While Wall Street saw 16 missed endpoints, Ovid saw a trove of learnings. Children with Angelman syndrome may have any number and combination of neurological symptoms that vary in severity. These may include seizures, trouble sleeping, problems with movement and balance, the inability or limited ability to speak, and ataxia, or the inability to coordinate voluntary movements. Ovid had to figure out how to show its drug could improve the lives of patients who experienced the same disease in different ways. 

“We had discovered the chemical, the safety database and the pharmacology. We had everything we needed to start the trial except for the right endpoints,” Levin said. “So we went out and met with patients and families and met with thought leaders. We compared to other trials and assessed over 200 different tools to measure symptoms.” 

The company divided those symptoms into four main buckets: general improvement, sleep, movement and behavior. It narrowed more than 200 tools down to just 17. And the study taught Ovid which of the 17 tools were best for measuring symptoms in kids with Angelman syndrome. 
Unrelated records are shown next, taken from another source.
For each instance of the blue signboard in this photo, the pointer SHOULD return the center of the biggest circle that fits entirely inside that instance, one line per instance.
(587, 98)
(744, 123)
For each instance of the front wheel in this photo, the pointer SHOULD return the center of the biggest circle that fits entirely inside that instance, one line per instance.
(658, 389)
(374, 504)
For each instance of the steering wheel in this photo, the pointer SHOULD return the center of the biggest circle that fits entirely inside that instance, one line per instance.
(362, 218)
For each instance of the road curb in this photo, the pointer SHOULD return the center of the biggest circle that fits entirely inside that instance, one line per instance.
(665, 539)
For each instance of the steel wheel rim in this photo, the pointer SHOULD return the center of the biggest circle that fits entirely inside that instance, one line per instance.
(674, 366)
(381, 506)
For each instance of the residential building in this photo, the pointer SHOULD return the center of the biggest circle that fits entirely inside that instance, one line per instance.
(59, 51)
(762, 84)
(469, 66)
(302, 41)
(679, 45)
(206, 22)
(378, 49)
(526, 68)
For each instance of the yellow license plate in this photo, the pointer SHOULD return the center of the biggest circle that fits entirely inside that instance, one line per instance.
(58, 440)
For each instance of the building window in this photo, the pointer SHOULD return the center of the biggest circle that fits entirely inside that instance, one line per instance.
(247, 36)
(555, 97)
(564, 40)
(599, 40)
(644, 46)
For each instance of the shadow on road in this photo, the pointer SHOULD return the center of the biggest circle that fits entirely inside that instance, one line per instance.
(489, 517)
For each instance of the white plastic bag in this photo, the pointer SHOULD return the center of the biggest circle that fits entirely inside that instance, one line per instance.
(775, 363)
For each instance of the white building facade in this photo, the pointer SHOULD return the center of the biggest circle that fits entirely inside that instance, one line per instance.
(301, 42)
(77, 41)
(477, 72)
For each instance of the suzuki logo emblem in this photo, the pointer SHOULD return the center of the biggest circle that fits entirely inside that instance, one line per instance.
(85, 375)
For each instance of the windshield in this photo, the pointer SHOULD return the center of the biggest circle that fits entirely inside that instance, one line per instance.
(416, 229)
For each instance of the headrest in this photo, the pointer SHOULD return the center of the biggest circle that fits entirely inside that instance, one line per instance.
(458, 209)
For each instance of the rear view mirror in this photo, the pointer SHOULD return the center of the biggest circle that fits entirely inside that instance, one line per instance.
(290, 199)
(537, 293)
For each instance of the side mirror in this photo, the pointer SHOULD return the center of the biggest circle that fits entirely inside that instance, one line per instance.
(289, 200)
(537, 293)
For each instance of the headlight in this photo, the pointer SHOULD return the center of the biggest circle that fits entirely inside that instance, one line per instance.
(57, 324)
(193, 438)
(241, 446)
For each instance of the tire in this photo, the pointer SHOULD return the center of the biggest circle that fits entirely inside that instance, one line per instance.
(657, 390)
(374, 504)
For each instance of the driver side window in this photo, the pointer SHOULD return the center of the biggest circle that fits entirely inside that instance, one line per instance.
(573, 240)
For example, Ovid learned that using a sleep diary—which is usually self-reported—did not work with Angelman patients. Actigraphy, which uses a medical device to record movement or activity, proved a better way to track sleep. 

RELATED: New data back Ovid’s Angelman drug, say analysts

“The phase 2 was highly informative in telling us what we needed to measure, what physicians wanted and what the FDA would require for a sole endpoint,” Levin said. 

Ovid announced Thursday that the FDA has signed off on CGI-I as the sole primary endpoint for the phase 3 study of OV101, which is slated to start in the third quarter. CGI-I is a seven-point scale that allows doctors to rate whether a patient’s symptoms have improved or worsened compared to baseline. Ovid has tweaked it, renaming it CGI-I-AS, having refined the anchors for scoring and clinician training materials to be more specific to Angelman syndrome. 

“I think it reflects the FDA’s desire to help companies think through how best to measure diseases where there’s never been a measure of success. … The FDA wants to respond to patient need, but needs to do so in a very rigorous fashion,” Levin said. “There was a clear agreement to CGI-I as the sole endpoint and a lot of investors didn’t anticipate this would be the case.” 

Ovid expects to report topline data from the phase 3 Neptune study in mid-2020. 

Despite having “enormous scientific and clinical validity,” the first phase 2 readout for OV101 was “very complex for the investor base to understand,” Levin said. But Ovid followed up in October with more data, leading to the study being featured at the annual meeting of the American Academy of Neurology last month. The hope is, investors have caught on to how a rare disease drug is made. 

“The breadcrumbs have now been laid in the sand. We will now lay out the design for Neptune, which highlights the fact that the FDA agreed on the sole endpoint, which is the same endpoint scale we used in phase 2," Levin said. " ... Hopefully, they understand it better.”